Then last year, the drought well and truly broke. Poor Queensland got absolutely hammered with rain. They had a 'freak' flooding event. Many towns were washed away, even Brisbane, the capital city, was under water. Whole roads were picked up and moved by the water, huge buildings, fences etc. In one town, a literal 'tidal wave' of water move through and demolished the town, killing numerous occupants. 
So many lives were lost. Many videos came out of livestock and native animals trying to survive. One such video showed a cow, swimming towards a house and standing on the roof to get out of the water, it was THAT deep. 
Many horses and cattle were swimming for hours upon hours, in floodwaters brimming with debris - horrific injuries were incurred as a result, and many more deaths. 
Shortly after the waters started to recede, I tropical cyclone warning was issued and it was predicted to be one of the most destructive cyclones that Australia had ever experienced. Thankfully it lost power as it reached the shallow waters, though was still very destructive when it hit shore. 
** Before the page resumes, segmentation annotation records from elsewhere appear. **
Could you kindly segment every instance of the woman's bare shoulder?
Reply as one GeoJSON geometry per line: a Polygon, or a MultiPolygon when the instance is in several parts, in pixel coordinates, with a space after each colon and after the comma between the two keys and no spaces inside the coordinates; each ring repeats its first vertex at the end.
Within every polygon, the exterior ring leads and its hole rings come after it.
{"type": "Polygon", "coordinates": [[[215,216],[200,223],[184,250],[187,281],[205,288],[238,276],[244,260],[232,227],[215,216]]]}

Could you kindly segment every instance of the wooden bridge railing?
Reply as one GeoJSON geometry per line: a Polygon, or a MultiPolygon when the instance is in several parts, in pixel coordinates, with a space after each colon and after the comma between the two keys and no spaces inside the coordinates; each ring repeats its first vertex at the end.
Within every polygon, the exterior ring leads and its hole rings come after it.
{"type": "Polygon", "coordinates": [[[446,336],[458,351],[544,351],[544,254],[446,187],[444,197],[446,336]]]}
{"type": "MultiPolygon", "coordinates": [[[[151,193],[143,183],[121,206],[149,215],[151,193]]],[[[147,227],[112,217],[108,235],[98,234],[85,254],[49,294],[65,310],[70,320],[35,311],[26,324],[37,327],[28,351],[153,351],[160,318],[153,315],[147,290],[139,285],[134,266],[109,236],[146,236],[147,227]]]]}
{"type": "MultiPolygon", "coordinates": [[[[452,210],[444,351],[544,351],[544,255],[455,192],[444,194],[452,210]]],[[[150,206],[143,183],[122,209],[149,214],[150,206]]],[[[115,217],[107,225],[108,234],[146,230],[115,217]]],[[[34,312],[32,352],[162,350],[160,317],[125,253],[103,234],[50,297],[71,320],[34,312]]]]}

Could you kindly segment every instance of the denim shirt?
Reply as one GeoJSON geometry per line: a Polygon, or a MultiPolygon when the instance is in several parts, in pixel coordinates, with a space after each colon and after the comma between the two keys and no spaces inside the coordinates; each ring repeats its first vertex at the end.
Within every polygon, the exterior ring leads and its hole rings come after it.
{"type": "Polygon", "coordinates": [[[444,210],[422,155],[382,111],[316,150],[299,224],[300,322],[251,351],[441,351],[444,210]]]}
Australia, a land of ever changing weather!!!


----------



## Amir (Nov 18, 2009)

I'm having some serious deja vu of this time last year....

My sister wants to buy my horse floaties and possibly even an emergency life raft.

I'm just hoping that it won't get bad enough they let the **** out that's up from my pony club. We only just finished rebuilding from last year.

Glad that Chinga's safe though, hopefully you don't have to fully evacuate this year.


----------



## xXSerendipityXx (Jan 26, 2012)

DuffyDuck said:


> LOL
> Water jump?


AHAHAHA.
Really pretty though


----------